In the wake of the tragic New Year’s Eve car wreck that killed Kathy Porter, the wife of Atlanta Braves trainer, Jeff Porter, many lay folks have asked me, since my practice in Atlanta is exclusively plaintiff’s personal injury, whether the Georgia State Patrol or the individual Georgia State Trooper would be liable for causing this wreck. There seems to be absolutely no dispute the Georgia State Trooper was at fault in causing this wreck. http://www.ajc.com/news/atlanta/witness-gives-account-of-1283677.html The question arises, however, whether the State of Georgia would be liable for the State Trooper’s recklessness? Or would the State of Georgia be able to avoid liability by asserting the doctrine of Sovereign Immunity, which allows the State in some instances to avoid civil liability completely?
The Georgia State Tort Claims Act (GTCA) allows injured individuals to hold the State of Georgia responsible for their injuries caused by the negligence or carelessness of State actors/employees in limited scenarios. First, the injured party must give the State of Georgia and the agency involved “ante litem notice,” or notice of the intent to bring a claim against the State, within 12 months of the negligent act or incident. Then the negligent act must fit squarely within the types of act for which the GTCA allows liiability; there are many exceptions in the statute itself.

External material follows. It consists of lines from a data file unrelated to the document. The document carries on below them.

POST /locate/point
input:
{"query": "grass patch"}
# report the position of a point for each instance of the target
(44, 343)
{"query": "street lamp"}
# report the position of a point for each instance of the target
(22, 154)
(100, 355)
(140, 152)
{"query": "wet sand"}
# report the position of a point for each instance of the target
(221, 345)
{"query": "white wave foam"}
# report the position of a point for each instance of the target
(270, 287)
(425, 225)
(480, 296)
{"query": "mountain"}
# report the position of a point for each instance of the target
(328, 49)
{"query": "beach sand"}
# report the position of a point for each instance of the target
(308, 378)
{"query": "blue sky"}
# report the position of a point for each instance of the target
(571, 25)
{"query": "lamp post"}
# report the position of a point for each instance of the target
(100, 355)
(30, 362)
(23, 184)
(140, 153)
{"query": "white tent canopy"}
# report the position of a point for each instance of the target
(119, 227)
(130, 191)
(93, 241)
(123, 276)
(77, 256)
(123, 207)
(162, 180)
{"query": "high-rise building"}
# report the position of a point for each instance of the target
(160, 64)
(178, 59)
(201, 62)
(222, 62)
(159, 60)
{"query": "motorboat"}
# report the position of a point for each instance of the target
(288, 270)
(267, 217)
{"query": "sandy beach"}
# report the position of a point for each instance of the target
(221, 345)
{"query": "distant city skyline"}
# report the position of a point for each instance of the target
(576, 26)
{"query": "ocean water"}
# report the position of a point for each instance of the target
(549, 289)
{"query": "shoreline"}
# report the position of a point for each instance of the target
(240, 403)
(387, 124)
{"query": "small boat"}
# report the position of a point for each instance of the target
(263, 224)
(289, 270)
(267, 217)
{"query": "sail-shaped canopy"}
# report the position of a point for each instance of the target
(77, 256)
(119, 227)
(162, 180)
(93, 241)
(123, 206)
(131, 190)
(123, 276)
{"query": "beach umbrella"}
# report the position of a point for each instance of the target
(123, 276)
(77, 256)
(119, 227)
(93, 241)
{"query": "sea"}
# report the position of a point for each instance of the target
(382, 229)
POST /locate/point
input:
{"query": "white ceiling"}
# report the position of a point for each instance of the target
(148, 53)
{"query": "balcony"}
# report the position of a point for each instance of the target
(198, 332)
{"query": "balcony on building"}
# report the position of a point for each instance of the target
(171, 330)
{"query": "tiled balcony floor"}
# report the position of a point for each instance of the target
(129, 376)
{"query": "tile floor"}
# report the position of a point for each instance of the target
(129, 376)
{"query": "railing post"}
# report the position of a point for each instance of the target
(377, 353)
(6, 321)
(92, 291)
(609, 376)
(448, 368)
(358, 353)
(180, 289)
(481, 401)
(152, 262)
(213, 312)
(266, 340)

And there are some trade-offs for even being able to bring suit against the State of Georgia. For example, one such trade-off is that the State’s liability for anything, no matter how egregious the conduct, is limited to $1 Million dollars. That means in any case in which a State employee’s negligence results in the death of another human being, the most the family of the decedent can recover is $1 Million dollars. And surely we can all agree that the value of the life of anyone is greater than a mere $1 Million dollars. Another such trade-off is the State of Georgia can never be punished by punitive damages, regardless of how unconscionable the subject incident was. For example, in the Kathy Porter case, there is evidence that this particular State Trooper had caused four prior wrecks. If we were talking about a private corporation’s employee who had caused four prior wrecks and killed someone in his fifth, a jury could decide to punish that corporation for continuing to employ that reckless employee by awarding punitive damages against the employer. Not so against the State of Georgia.
So, although there may never be full and complete justice for the Porter Family for the wreck caused by the Georgia State Trooper, there is at least some measure of justice available thanks to the Georgia Tort Claims Act.